Весь день он бродил по еланям, то выходя на открытые места, то прячась в лесу; порой ему до страсти, до злого нетерпения хотелось увидеть людей и чтобы его увидели тоже, увидели и встревожились, что он за человек, затем на него без всякой причины накатывали приступы страха, и он подолгу стоял не двигаясь, не смея пошевелиться. Журчали ручьи, на солнцепеке дымилась земля, вязкие, хмельные запахи кружили голову. От них или от чего-то еще Гуськов угорел: у него полностью выпал большой, в два-три часа, кусок дня после обеда; припоминая потом, где он тогда был и что делал, он ничего не мог ответить, из этого беспамятства доносилось только пение петухов из деревни, надсажающее его душу, да звенела вода. Валенки его вымокли до того, что хоть выжимай, ноги в них чавкали и зудились, а он все шел и шел куда-то, не разбирая дороги, не выбирая, где тверже и суше.
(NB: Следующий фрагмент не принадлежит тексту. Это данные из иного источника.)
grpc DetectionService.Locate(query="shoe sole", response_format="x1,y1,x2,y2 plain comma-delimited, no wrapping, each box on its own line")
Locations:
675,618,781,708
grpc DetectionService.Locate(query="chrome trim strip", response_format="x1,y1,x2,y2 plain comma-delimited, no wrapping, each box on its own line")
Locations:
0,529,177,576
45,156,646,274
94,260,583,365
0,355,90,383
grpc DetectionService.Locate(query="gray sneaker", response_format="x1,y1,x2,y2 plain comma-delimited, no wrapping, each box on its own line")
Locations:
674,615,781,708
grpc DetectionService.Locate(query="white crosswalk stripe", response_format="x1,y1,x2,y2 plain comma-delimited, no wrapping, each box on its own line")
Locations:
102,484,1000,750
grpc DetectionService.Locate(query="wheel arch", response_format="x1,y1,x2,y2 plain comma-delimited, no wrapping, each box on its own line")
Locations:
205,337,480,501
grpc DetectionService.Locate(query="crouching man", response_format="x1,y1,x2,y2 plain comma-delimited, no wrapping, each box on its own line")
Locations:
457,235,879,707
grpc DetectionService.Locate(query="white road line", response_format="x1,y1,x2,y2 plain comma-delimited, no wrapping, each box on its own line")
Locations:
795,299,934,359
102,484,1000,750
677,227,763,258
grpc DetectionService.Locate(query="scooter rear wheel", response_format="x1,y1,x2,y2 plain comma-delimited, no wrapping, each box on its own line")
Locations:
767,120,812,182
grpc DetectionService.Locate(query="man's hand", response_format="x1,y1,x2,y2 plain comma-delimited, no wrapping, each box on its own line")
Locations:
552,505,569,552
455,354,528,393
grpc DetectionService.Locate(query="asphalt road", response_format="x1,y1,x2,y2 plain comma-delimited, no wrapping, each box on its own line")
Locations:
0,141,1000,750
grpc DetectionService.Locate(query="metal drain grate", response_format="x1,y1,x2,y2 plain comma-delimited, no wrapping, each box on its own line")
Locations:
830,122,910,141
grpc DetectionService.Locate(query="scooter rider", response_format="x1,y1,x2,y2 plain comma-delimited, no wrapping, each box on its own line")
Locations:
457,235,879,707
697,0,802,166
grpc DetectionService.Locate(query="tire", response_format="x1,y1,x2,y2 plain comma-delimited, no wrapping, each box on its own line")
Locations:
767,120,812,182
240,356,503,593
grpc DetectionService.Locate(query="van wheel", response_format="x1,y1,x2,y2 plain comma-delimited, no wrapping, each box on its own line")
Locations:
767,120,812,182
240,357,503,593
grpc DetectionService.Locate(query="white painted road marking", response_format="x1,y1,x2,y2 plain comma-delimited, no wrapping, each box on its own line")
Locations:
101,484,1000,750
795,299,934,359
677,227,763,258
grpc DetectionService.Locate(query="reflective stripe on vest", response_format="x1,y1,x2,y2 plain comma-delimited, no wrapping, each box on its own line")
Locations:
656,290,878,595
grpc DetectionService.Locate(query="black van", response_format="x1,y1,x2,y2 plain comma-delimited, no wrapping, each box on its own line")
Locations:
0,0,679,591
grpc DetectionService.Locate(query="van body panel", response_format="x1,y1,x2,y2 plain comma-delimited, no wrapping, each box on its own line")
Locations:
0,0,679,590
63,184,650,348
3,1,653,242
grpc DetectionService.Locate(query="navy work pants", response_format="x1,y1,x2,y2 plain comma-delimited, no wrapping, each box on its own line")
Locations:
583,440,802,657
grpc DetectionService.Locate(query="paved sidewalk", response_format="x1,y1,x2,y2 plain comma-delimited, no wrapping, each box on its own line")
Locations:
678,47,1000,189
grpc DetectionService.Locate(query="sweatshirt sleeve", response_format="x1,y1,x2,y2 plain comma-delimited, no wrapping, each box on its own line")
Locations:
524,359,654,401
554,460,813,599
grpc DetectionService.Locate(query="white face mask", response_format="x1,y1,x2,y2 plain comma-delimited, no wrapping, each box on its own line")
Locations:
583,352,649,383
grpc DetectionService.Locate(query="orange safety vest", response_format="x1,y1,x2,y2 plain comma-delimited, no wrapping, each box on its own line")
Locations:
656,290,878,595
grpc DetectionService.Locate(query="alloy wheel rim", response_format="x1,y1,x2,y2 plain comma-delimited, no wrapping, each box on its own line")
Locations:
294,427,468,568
Вечером он не рассчитал время и спустился к деревне в поздних сумерках. Но предметы, постройки еще выделялись; он отыскал глазами свою баню и не увидел над ней дыма. Гуськов похолодел: весь день он почему-то не сомневался, что увидит его, и даже с уверенностью прикидывал - вот сейчас Настена таскает воду, сейчас она растопила каменку... Неужели сорвалось? Кажется, впервые за свою бродячую жизнь Гуськов взмолился богу: "Господи, не оставь. Сделай, господи, так, чтоб баня уже протопилась, - ты можешь, еще не поздно. Сделай только это одно и поступай со мной как знаешь, я со всем соглашусь". Его неожиданно принялась бить крупная, прохватывающая длинными очередями, нервная дрожь и, потрепав, словно внушив что-то, так же неожиданно оставила; после нее тело пронялось занывающей слабостью. Гуськов присел на подвернувшийся пенек и стал дожидаться ночи.